The woodcutters looked up, expressions going from surprise to gap-toothed leers. One dropped a hand to his belt, then removed it to straighten up as tall Rakt appeared, then Grymwer with halberd, Bajur with spear, Chrys with bow and Cardnial in worn finery, dagger at hip. The leers became alarm. Aitonala gave a tight smile. The alarm deepened.
Once again Cardnial was the translator. They were, it seemed, another two days travel from the coast. The information came with clear directions, an offer of food and pointers to a desirable camp site they could easily reach by nightfall if they kept up a good pace and left right away. The directions were accurate. In the early afternoon of the second day they stood on a high cliff overlooking the myriad islands and reef-studded waters of the Corillion Coast. Cardnial pointed out the features within view.

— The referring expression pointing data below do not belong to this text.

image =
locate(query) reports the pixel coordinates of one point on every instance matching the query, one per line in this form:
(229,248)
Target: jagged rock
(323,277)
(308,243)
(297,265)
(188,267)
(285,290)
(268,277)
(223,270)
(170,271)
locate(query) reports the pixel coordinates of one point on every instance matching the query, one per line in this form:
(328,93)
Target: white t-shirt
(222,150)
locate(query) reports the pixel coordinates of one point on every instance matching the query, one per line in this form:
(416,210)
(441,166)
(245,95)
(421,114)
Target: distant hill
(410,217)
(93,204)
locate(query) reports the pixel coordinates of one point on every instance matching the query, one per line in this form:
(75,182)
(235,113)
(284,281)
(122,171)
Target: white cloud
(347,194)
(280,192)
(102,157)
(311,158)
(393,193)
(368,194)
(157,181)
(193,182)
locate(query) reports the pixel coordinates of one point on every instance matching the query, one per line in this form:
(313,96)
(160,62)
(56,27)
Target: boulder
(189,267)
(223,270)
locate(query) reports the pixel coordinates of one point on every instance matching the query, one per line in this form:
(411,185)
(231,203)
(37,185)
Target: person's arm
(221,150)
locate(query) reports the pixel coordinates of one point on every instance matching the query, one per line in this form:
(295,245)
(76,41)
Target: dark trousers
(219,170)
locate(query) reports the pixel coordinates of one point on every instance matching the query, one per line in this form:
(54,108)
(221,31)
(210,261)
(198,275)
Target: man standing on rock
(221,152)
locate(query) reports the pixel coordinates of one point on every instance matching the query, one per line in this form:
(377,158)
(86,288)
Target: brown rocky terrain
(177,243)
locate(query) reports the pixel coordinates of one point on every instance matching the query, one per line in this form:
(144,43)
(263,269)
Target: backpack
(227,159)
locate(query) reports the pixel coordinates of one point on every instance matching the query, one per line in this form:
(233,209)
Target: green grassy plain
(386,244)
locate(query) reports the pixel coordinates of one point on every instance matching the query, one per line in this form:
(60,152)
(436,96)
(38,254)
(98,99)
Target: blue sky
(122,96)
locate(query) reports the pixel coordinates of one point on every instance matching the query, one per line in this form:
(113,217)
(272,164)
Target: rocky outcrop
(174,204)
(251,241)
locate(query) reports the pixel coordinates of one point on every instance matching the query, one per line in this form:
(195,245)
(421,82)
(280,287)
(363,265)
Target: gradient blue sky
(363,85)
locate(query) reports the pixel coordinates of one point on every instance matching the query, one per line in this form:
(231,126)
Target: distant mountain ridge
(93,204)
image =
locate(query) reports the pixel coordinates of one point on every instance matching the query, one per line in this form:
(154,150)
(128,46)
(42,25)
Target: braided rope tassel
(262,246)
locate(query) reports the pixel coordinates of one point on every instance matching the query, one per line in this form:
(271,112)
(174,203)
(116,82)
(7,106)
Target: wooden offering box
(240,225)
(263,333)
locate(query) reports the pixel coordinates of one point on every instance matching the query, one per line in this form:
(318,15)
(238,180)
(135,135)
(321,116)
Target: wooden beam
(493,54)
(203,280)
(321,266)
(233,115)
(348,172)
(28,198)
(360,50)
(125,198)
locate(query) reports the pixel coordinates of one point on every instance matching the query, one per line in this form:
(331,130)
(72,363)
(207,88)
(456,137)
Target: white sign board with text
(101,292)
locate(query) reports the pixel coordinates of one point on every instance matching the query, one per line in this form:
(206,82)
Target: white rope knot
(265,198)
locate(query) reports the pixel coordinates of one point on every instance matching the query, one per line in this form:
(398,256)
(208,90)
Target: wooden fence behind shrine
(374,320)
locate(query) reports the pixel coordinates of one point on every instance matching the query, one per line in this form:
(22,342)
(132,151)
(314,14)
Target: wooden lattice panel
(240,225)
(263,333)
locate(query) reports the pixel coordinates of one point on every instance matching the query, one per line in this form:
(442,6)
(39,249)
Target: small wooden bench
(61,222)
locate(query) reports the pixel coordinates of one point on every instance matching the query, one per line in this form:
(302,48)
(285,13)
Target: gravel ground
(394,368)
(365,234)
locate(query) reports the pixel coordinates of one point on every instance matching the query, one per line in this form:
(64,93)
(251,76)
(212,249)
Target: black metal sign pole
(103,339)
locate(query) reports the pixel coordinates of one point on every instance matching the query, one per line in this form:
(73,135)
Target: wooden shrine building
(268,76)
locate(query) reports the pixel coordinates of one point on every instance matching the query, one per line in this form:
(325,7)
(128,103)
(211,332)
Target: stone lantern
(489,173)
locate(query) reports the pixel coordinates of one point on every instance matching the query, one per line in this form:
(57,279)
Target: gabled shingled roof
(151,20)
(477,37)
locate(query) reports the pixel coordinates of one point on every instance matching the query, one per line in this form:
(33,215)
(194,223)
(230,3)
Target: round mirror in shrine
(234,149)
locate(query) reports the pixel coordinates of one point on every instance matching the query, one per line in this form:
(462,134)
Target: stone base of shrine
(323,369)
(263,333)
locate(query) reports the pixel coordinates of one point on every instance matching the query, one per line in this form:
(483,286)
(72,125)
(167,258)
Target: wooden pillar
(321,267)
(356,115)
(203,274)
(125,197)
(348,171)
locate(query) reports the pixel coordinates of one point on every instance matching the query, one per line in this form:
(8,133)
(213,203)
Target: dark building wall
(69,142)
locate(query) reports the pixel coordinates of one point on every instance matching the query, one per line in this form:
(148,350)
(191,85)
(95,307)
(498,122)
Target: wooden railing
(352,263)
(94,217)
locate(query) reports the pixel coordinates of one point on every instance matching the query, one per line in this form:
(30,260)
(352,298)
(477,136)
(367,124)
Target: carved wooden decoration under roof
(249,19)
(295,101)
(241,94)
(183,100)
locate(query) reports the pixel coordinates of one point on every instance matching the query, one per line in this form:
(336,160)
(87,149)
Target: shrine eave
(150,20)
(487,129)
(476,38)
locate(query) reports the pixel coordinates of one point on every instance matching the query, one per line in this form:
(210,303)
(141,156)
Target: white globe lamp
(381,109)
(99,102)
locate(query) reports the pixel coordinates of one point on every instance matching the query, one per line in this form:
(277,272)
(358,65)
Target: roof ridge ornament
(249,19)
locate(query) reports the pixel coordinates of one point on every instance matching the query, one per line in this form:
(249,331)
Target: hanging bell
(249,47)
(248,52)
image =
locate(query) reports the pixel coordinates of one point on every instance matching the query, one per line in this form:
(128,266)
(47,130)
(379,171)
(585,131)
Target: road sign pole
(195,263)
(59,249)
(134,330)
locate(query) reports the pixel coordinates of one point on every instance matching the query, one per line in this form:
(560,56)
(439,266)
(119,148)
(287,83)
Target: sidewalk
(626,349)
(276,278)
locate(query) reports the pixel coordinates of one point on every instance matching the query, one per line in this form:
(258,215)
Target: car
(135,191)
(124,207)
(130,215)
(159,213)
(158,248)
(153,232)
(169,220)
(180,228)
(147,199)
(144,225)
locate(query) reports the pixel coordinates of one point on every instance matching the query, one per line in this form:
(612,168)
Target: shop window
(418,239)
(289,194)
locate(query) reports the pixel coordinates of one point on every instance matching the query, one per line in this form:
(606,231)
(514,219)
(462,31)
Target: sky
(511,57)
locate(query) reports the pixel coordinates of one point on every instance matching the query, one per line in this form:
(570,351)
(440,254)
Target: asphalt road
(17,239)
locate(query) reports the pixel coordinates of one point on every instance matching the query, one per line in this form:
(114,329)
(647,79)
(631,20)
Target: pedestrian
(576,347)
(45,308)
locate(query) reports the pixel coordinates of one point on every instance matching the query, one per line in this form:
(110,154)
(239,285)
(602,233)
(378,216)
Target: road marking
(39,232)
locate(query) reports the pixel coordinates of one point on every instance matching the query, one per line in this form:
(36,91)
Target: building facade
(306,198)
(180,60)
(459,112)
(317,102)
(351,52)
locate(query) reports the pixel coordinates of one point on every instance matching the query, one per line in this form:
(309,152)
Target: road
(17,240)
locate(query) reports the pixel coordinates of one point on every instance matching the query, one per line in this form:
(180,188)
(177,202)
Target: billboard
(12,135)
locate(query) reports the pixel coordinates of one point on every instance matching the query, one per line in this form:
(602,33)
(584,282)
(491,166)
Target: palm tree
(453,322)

“Those hills out there to the south-west, that’s Liwy Island. There’s a town called Umma tucked into a bay just below that double peak. It’s Kanna Saka land, so we can’t go there with Hassani, of course. You see that black lump just off the north shore? That’s Lagash. It’s a wretched hive of piracy and any other kind of crime, but that’s where we’ll look for a ship. One capable of running past the sea-monsters – this coast is infested with them.”
Aitonala knotted her fingers, then swept her gaze across the water below.

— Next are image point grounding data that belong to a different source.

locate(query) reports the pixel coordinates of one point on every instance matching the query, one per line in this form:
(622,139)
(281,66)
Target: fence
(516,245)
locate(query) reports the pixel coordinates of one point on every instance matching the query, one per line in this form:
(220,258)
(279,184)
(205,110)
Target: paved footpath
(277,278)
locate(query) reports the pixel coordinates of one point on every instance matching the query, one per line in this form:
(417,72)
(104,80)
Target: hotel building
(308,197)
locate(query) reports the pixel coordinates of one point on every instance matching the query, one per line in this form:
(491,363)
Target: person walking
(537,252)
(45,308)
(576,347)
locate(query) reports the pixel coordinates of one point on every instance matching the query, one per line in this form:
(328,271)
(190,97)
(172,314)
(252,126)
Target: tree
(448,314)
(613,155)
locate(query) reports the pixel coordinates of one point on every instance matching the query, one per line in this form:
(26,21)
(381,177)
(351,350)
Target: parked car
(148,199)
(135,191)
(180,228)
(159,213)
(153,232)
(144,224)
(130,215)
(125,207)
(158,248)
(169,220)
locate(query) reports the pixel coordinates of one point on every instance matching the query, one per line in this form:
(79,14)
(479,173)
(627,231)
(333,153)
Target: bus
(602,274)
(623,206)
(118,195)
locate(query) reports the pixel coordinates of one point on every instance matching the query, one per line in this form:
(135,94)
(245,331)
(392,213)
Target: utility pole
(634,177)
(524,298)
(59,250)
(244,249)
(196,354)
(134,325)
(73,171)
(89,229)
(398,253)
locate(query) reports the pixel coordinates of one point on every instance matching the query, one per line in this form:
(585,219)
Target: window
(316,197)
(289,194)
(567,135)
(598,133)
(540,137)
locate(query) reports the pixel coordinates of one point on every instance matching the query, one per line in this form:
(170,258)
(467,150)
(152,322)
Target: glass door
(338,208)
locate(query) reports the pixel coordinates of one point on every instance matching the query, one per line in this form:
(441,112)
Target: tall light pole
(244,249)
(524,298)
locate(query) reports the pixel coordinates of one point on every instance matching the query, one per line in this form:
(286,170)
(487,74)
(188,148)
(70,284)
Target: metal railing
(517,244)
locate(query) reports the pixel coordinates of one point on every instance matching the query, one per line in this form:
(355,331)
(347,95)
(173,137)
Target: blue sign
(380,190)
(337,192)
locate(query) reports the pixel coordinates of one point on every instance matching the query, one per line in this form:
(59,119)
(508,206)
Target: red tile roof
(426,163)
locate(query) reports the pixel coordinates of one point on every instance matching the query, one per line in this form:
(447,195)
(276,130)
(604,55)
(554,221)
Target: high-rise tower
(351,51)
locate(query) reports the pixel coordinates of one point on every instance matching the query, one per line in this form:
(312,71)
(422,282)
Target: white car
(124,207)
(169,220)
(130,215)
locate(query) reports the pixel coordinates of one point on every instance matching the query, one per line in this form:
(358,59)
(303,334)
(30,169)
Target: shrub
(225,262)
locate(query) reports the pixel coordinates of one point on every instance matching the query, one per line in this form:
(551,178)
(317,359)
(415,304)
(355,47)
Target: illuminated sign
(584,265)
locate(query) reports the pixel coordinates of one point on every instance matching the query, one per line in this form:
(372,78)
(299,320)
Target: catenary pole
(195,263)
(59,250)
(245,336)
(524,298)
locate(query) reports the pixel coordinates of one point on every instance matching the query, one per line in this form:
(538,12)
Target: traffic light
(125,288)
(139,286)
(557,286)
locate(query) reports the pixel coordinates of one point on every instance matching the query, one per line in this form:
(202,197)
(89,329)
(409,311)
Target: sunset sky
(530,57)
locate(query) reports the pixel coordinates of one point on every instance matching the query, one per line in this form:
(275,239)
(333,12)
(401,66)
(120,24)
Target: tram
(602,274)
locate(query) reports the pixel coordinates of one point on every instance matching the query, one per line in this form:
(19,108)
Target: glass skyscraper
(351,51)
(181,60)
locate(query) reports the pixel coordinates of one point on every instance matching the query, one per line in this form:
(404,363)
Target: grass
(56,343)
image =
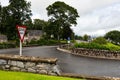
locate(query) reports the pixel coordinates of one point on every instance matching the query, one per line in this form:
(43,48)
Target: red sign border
(19,33)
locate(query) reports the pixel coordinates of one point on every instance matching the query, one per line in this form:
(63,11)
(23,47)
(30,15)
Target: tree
(86,37)
(62,15)
(16,13)
(113,36)
(100,40)
(39,24)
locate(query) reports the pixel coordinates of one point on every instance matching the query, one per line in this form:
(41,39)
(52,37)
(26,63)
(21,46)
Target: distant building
(3,38)
(33,35)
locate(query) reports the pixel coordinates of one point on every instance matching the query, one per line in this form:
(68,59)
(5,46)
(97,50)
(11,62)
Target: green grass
(112,47)
(108,46)
(8,75)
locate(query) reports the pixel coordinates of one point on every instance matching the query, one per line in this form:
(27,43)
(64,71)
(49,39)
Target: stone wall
(29,64)
(92,52)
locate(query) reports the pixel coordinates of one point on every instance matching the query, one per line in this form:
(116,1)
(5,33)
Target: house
(3,38)
(33,35)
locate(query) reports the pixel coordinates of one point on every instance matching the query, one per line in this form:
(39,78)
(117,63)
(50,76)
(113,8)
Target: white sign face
(21,31)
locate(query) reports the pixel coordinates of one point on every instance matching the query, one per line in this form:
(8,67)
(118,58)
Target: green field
(8,75)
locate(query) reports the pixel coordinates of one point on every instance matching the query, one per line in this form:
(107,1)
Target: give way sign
(21,32)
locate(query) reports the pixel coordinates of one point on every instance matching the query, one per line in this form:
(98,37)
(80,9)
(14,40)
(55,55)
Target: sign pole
(21,32)
(20,48)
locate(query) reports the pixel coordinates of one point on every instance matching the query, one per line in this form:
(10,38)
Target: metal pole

“You mean like that thing with two heads straight out there, about, oh a third of the way to the horizon? Or whatever it is that looks like a large crocodile with a hump. You can see the shadow in the open water out past that third reef. They look worse than sierlak.” She turned her eyes to the town below, a huddle of dark stone on an island more rock than grass.
“If this were a story I would say that was the wicked king’s stronghold, or maybe the trolls’. Definitely not the town where the blessed aunties hand out helpful advice and talking dolls.”
Cardnial agreed that it was indeed a naughty place. They stood for a time and then turned towards the trail that wound down the scarp to the patchwork of farmland below. The next morning they watched the ferry to Lagash winch itself across the water towards the mainland wharf. The waves running before it washed around the pilings below their feet and the air was thick with the smells of salt water, seaweed, tar and old wood. Bajur had never seen the sea before, and drank it all in greedily. The ferry bumped against the fenders, a hand swung the walkway into place and a few rural folk filed across, laden with the morning’s shopping. The hand collected the charge, they crossed onto the gently rocking deck and the ferry pulled away from the wharf.